Como pesquisador e advogado, dedicado à investigação e práxis da Lei de Drogas, creio que o crime de induzimento, instigação e auxílio ao uso de drogas (artigo 33 §2° da Lei 11.343/200 cuja pena é de um a três anos, e multa de 100 a 300 dias-multa ) precisa mais uma vez passar pelo crivo da melhor interpretação constitucional.
Induzir = incutir na mente alheia a ideia do uso; Instigar= reforço ao propósito do uso e Auxiliar: concorrer materialmente para a prática do uso. Uma dogmática penal desconstitucionaliza, arraigada a uma lei ambígua e de tipicidade aberta, como é a Lei de Drogas, poderia autorizar a incriminação de redutores de danos se relegarmos o direito à saúde e ao cuidado a um locus de subalternidade no plano da saúde pública.

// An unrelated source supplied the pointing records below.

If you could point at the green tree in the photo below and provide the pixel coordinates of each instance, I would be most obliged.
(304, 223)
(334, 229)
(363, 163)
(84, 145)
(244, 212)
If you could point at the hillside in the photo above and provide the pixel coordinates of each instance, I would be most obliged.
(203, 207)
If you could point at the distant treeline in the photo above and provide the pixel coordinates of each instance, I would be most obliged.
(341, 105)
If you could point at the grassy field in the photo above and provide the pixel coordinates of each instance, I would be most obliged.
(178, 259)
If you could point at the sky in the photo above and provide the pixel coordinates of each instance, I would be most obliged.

Se no passado, com atuação da Membra do Ministério Público Federal — doutora Deborah Duprah, via Ação Direta de Inconstitucionalidade n° 4.274 em 2012, conseguimos entender que esse tipo não pode alcançar a livre manifestação como em atos conhecidos como Marchas da Maconha, hoje, precisamos de outro salto qualitativo e interpretativo.. Na decisão de 2012, o STF não declarou o dispositivo inconstitucional, mas deu a ele interpretação conforme a Constituição permitindo as realizações das Marchas da Maconha. Repito e reforço: hoje, é necessário que tenhamos a proteção e respeitos aos profissionais da redução de dano para que não sejam aviltados/as em sua dignidade profissional nem conduzidos às Delegacias de Polícia por exercerem seu ofício.
Reflexões retiradas da dissertação intitulada : "NA CENTRAL DA CAPITAL: Entre Drogas e o Pacto — etnografando a criminalização das drogas e a cultura policial nas metas do Pacto Pela Vida" (GONÇALVES, Cristhovão).